When we turned onto the long driveway that led to the estate, I crawled over the seats and into the back of the van, where Roland and Bessie slept on the air mattress, their bodies quivering, riding that thin line between dreams and real life. I wondered what the hell their dreams must have been, what kind of mess was inside their heads. I was afraid of getting bitten again, or set on fire, or even just having the children look up at me and frown, pissed that I was not their mom. So I kind of made a soft hissing sound, like I was trying to help someone who was having trouble peeing. That didn’t work, so I gently nudged Roland, who seemed maybe a little less prone to violence, and he stirred. And the minute his body temperature shifted by even a degree, his posture slightly altered, Bessie snapped awake, and they both took a few seconds to figure out where they were, what their lives were. And then they looked at me. They didn’t smile, but they seemed okay with me being there, hovering over them.

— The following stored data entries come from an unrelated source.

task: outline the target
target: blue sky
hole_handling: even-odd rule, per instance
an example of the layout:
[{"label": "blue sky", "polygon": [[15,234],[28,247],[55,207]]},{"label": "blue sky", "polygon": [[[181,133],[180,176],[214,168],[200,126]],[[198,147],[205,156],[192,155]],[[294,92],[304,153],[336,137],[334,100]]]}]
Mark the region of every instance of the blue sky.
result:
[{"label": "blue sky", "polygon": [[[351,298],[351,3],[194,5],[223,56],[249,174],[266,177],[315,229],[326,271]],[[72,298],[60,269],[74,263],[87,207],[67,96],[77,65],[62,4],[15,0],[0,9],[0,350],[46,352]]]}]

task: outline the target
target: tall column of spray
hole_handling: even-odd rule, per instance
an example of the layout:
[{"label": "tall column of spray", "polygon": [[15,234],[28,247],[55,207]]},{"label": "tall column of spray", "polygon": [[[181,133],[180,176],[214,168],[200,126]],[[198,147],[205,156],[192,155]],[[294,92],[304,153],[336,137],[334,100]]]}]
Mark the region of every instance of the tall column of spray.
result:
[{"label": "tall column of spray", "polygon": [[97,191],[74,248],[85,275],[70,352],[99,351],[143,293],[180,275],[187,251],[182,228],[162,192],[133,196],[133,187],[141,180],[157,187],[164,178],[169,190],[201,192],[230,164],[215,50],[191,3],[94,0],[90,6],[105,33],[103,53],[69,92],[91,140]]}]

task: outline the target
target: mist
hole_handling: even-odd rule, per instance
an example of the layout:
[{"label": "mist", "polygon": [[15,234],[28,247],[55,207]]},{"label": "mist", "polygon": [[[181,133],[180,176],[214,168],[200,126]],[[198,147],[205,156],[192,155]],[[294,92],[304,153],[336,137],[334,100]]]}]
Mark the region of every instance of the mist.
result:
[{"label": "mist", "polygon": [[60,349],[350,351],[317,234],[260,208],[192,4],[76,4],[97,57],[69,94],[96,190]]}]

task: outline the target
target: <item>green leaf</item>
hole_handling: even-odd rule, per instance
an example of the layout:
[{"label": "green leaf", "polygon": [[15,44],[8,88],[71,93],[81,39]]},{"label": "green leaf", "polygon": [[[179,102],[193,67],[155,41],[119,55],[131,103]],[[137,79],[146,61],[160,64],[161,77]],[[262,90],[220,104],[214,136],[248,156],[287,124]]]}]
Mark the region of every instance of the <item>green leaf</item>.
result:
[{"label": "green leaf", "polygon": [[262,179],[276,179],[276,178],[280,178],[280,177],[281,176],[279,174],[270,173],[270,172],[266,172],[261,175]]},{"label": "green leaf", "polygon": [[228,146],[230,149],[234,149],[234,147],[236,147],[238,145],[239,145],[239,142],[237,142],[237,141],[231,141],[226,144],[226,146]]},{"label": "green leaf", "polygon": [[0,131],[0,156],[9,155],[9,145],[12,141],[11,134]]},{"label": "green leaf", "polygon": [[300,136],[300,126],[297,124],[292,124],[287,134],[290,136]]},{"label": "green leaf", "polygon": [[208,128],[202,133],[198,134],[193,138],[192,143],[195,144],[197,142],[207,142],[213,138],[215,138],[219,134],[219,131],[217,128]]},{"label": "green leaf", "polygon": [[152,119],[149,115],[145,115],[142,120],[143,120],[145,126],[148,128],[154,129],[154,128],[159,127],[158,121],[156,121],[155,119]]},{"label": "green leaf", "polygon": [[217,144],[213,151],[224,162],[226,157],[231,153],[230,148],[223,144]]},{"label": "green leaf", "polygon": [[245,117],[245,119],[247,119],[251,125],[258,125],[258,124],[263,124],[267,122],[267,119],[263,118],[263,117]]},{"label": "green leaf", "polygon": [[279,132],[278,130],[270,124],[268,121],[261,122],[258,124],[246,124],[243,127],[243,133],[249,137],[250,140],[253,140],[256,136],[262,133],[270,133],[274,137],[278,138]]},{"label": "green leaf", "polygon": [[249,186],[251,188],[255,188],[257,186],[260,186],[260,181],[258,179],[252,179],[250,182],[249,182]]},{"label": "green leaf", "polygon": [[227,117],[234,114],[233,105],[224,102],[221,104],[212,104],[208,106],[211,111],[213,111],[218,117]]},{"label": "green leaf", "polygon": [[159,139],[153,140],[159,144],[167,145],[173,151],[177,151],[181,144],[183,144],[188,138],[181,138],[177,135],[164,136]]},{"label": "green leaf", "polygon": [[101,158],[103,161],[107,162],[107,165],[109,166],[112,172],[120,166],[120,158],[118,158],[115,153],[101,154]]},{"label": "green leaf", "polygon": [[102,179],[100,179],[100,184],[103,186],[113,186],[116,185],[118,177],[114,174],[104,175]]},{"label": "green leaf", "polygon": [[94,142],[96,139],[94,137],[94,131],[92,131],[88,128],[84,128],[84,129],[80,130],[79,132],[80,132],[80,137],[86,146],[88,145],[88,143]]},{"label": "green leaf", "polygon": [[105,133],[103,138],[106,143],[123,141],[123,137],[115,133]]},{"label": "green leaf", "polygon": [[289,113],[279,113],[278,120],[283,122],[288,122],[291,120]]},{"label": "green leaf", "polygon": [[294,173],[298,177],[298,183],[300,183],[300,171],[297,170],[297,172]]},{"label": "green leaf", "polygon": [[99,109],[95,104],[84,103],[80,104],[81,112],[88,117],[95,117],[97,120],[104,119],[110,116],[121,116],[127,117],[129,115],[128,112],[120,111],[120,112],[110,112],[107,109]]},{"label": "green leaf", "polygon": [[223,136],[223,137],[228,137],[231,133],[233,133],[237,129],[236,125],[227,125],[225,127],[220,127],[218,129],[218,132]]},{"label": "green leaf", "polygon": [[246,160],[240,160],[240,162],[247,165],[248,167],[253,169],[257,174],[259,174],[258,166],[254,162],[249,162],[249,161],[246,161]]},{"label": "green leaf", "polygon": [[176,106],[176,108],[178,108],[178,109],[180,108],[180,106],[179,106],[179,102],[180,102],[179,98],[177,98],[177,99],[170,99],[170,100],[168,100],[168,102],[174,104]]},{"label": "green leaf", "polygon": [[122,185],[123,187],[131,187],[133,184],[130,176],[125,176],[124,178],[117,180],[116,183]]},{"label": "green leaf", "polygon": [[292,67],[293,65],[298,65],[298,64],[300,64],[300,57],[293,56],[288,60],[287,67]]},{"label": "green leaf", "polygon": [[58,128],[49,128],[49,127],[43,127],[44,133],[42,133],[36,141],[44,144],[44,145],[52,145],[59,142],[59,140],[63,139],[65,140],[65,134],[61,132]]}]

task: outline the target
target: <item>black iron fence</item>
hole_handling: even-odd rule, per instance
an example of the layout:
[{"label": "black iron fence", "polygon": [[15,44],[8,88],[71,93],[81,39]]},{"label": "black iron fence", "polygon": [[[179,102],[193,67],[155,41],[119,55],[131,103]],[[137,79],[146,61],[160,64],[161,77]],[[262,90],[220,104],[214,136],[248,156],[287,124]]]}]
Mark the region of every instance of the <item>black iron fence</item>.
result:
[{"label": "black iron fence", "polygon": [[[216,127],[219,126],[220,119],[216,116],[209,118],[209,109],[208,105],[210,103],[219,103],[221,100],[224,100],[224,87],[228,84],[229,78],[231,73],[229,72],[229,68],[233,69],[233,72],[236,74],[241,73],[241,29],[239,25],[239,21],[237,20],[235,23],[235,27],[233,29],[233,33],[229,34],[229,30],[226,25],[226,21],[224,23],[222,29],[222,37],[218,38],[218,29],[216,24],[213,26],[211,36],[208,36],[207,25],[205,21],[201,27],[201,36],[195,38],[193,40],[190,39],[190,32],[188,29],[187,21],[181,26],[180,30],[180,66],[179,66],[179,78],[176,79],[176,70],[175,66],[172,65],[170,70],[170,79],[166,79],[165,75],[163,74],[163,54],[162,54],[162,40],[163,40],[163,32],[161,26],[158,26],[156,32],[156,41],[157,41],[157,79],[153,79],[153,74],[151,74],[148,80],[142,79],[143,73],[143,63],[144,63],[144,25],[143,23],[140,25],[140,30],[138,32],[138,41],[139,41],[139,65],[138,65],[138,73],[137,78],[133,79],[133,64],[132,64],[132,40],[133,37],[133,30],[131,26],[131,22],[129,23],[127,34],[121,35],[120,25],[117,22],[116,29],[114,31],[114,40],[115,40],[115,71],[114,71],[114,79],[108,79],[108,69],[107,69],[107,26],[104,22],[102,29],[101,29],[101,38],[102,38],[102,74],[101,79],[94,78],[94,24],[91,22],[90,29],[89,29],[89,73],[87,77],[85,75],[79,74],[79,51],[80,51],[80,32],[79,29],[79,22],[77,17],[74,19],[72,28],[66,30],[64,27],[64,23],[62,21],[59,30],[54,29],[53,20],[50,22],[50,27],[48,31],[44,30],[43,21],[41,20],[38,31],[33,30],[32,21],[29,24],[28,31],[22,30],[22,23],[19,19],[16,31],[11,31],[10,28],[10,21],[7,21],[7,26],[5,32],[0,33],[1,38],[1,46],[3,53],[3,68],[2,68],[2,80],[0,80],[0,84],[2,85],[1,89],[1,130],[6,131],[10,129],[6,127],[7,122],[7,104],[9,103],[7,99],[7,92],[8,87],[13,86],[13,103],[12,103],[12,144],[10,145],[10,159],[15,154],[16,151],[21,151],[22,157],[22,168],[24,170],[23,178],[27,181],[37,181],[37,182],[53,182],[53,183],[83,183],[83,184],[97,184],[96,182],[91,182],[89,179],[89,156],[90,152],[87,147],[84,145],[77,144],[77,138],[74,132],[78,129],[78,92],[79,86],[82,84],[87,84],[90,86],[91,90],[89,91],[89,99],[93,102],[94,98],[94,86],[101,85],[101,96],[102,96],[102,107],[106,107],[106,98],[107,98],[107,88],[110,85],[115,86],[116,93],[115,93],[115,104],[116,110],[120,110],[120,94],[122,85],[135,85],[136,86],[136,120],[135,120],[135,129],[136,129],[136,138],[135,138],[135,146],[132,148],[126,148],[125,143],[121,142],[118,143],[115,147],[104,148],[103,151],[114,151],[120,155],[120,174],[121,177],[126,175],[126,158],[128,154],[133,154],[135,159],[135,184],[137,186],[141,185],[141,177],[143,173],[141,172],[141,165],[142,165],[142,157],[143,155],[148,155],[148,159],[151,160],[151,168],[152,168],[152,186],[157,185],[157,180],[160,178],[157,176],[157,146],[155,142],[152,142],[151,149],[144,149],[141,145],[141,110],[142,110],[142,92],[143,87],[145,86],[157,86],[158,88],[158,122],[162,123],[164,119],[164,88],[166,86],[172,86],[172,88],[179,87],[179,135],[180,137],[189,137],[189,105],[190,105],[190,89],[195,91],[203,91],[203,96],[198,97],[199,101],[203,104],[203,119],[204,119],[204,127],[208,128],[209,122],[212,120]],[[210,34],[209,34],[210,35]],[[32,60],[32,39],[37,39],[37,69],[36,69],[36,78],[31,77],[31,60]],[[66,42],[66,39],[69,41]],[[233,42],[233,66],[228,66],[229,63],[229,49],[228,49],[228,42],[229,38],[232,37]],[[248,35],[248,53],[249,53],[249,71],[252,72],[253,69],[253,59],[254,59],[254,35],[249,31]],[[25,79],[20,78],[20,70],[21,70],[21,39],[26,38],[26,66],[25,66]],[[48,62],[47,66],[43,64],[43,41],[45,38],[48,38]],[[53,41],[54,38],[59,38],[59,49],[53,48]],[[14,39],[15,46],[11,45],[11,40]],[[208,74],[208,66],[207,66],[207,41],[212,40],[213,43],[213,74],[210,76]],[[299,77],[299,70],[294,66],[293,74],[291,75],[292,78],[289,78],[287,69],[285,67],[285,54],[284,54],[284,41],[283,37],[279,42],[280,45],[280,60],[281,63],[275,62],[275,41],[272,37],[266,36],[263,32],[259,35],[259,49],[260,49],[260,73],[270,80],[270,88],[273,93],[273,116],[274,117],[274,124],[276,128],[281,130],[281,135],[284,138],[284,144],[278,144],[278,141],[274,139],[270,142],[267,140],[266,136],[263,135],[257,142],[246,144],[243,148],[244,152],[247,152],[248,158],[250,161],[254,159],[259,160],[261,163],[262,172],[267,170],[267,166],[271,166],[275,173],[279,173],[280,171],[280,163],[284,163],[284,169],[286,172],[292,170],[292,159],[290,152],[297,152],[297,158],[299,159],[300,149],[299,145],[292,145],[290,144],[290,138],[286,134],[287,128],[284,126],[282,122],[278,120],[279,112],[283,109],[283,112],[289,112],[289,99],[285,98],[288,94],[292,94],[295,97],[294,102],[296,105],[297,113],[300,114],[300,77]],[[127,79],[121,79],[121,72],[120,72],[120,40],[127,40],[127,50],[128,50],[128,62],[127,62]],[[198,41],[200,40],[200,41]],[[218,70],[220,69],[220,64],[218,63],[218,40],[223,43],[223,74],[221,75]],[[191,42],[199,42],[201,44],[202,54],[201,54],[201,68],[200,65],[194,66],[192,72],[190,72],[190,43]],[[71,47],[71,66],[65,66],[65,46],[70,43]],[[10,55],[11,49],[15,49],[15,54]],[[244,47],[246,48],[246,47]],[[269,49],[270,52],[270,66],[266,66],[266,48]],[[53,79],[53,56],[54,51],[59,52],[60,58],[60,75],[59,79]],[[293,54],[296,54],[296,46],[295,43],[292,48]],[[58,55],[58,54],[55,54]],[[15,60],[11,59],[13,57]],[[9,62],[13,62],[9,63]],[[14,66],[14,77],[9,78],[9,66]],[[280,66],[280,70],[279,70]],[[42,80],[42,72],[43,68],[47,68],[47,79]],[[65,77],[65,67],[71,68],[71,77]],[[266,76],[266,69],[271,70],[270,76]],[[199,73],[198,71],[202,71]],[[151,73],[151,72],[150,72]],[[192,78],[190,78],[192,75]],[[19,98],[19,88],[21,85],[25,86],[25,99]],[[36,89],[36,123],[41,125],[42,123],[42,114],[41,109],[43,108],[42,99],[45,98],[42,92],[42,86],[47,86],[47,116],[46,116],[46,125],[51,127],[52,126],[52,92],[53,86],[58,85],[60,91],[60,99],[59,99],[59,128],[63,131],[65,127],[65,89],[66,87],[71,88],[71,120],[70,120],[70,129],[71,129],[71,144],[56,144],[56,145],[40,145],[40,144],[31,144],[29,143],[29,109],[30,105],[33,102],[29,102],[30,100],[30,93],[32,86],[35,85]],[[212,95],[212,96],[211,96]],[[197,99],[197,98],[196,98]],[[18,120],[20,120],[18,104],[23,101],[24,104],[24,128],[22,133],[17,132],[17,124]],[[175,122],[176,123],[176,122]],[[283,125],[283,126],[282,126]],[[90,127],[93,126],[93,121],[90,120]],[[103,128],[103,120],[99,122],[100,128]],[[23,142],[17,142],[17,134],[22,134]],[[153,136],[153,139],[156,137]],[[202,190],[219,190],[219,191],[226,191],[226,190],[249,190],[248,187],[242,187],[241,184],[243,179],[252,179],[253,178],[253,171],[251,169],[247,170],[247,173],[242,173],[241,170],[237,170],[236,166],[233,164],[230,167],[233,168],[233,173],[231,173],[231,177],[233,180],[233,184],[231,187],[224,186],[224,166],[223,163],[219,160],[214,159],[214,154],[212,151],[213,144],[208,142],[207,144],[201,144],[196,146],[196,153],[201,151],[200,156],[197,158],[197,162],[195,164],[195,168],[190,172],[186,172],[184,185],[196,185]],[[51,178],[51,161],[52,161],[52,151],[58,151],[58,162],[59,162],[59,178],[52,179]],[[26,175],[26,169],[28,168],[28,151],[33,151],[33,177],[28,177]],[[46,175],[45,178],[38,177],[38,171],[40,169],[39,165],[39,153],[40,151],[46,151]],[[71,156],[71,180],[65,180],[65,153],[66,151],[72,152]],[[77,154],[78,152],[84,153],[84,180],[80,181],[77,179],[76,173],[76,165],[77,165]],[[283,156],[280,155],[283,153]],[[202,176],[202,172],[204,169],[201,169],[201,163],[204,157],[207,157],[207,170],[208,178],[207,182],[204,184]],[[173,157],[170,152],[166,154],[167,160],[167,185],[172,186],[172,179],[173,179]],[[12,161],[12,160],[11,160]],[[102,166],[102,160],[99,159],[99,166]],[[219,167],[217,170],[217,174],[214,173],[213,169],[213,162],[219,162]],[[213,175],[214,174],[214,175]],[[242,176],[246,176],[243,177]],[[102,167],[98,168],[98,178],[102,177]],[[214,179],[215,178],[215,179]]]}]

“We’re home,” I said, and I hoped it sounded believable, inviting.

“What home?” Bessie asked.

“Your home,” I replied.

“What is this place?” Bessie asked as the two children looked out the window at the estate.

“Do you not remember? This was your home—” I looked back at Carl for confirmation. “Didn’t they live here?” I asked. Carl caught my gaze in the rearview mirror and simply nodded.

“I’ve never seen this place before in my whole entire life,” Bessie said, like a robot.

They had been four or five, I think, when they moved out with their mother. When did children’s memories begin? I tried to remember my own life. I could remember things from when I was two. Not good things, but I remembered them. I thought Bessie might be messing with me.

“You lived here,” I said, “in this—”

“Hey, Lillian,” Carl said, “maybe just let this go.”

“You don’t remember?” I asked the children.

Bessie and Roland shook their heads. “It’s huge,” Roland finally said. “That’s where we’re gonna live?”

“Well,” I said, “kind of. Behind that house is our house.”

“Probably a crappy house,” Bessie said.

“No, it’s pretty sweet,” I said, and I meant it.

“We’re here,” Carl said, the engine idling, like if the kids made one wrong move he’d throw it back into drive and speed them to the nearest hospital or military testing facility.

It was just Madison on the porch. She had two teddy bears, but she was holding them like weapons. That’s not fair. She was holding them like shields, as if they might temporarily protect her from danger.